趙半狄(ジャオ・バンディ、1966-、北京出身)の《若いザン》(1992)は風変わりな写実絵画だ。くわえ煙草の若い男が狭いベッドで伸びをする光景で画面下にテレビがある。男は退屈そうに見える。これは中国が資本社会に突入する新世代の憂鬱な日常を象徴しているようだ。
セクション4 不確実な快楽:感覚の行為
ヌードを含む、人体をモチーフにしたような作品は穏健なモダニズムであれ、抽象的であれ、制作すること自体が許されなかったという時代背景を無視しても、張培莉の《不確実な快楽 II》(1996)や、徐震(シュー・ジェン、1977-、上海出身)の《レインボー》(1998)には目が釘づけになる。しかし、バイオレンスやセクシュアルな要素ではなく、よりスピリチュアルな時間が流れているのが不思議だ。映像で流れる衝撃的な音は鞭を彷彿とさせ恐怖感が漂うが凶器はなく、皮膚の色だけが変化していく。これは何かの影響により社会は確実に変化するリアリティーを示唆しているのだ。
また艾未未(アイ・ウェイウェイ)の《コカコーラのロゴが入った漢王朝の壺》(1993)とその壺を故意に落とすパフォーマンスの写真はこれまでも世界各地の美術館で展示されてきた代表作。漢時代の壺とアメリカ文化のなんとも痛快な遭遇であった。
セクション5 他の地:移動の狭間
1990年代以降、中国の現代アーティストたちは海外展をはじめ、海外に居住して制作をするようになる。

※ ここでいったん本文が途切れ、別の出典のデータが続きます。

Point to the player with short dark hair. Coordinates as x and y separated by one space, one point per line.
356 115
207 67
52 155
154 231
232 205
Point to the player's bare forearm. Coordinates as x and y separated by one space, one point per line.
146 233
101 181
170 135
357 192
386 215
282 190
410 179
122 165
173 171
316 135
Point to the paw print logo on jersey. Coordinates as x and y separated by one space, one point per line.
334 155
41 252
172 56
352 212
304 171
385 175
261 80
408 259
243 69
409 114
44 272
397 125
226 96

アイデンティティー、四散(移住)、グローバリゼーションがトピックとなった。蔡國強(ツァイ・グォチャン、1957-、福建省泉州出身)、陳箴(チェン・ゼン)などは中国の伝統美と哲学を織り交ぜながら新しいスタイルを確立していったアーティストだ。
陳のインスタレーションは非常に明快だ。《佛倒/福到》(1997)は1997年現代美術センターCCA北九州で制作された作品で、寺を構想したもの。竹が覆う天井から複数の仏像が逆さに吊るされ、竹の中に自転車やテレビや冷蔵庫、車の破片などあらゆるガラクタが埋め込まれている。陳が「宙づりの墓場」だと呼んだ作品は1993年に8年ぶりにフランスから上海に戻った際に着想された。

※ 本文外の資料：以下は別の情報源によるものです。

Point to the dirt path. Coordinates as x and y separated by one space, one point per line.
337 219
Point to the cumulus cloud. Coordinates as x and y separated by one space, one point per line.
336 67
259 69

「東洋世界が欧米と競合しすでに強力な経済、政治ブロックをつくり上げ、紛れもなくこの地域が脱中心化しているばかりか、文化的な意味で非常に激烈な『東西対立の中心的領域』を急速に築き上げたのだと実感した。西洋中心主義のもとにある植民地的な考えに疑問を投げかけ、明解にするため、異質な要素の混合する方法や、西洋において『自分の世界』を確立すべく活動し、現在のアジアがまさに『東西対立の最大の中心』だという事実を自覚しなければならない」(1997年現代美術センターCCA北九州でのプロジェクト構想より)。

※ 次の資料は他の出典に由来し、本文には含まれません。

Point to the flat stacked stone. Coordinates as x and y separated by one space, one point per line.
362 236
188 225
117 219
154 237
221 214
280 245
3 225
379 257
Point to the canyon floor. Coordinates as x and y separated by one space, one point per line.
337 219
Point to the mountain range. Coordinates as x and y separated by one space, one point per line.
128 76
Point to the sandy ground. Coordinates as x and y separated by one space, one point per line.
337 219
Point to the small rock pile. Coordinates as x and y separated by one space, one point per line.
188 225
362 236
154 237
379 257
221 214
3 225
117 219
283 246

タイトルの由来もユニークだ。1995年上海のレストランで福という字が逆さまに掛けられていたのをみつける。友人に尋ねると「字を見るのではなく、読むのだ」と言われ、逆さになった福(福倒)の発音は福が来るという意味だと気がついたという。
「《佛倒/福到》は物質主義的社会のなかで、民族的な因習や迷信、宗教的な儀礼をとおして、東洋の『富を得る』という伝統的な思考はどんな作用を持つのか? 現在のアジアにとって、仏陀と神性や金銭、あるいは政治や権力、さらには精神性とのあいだにどのような意味があるのでしょう。仏陀の存在や精神性と、豊かさへの執着との狭間において、近代社会や文化、独自の政治システムをどう構築していくのでしょうか?」──陳箴(チェン・ゼン)。
また、黄永砅のインスタレーション《バット・プロジェクトI & II》(2003)も注目された作品だ。2001年にザ・バットと呼ばれる米軍偵察機が海南省に緊急不時着を余儀なくされた事件がもとにされている。新しい時代におけるアートと政治学の複雑なリアリティーを提示した。国際化する社会において、アートは誰のものなのかという大きな問いを投げかけている。
セクション6 誰のユートピア:アクティビズムとオルタナティブズ 2008年頃
2008年北京オリンピックが開催された。8月8日午後8時の開会式の秒読み開始は同時に、中国が世界経済のスーパーパワーを手に入れる瞬間だった。中国が多くのメダルを獲得し、新しい時代への展望が期待されたがオリンピック後、バブル経済の崩壊が始まっていた。この章の展示では、艾未未(アイ・ウェイウェイ、1957-、北京出身)特有の超ポリティカルな作品や、火薬を使った絵画制作や花火の作品で知られる蔡國強のオリンピック開会式の花火の記録も展示。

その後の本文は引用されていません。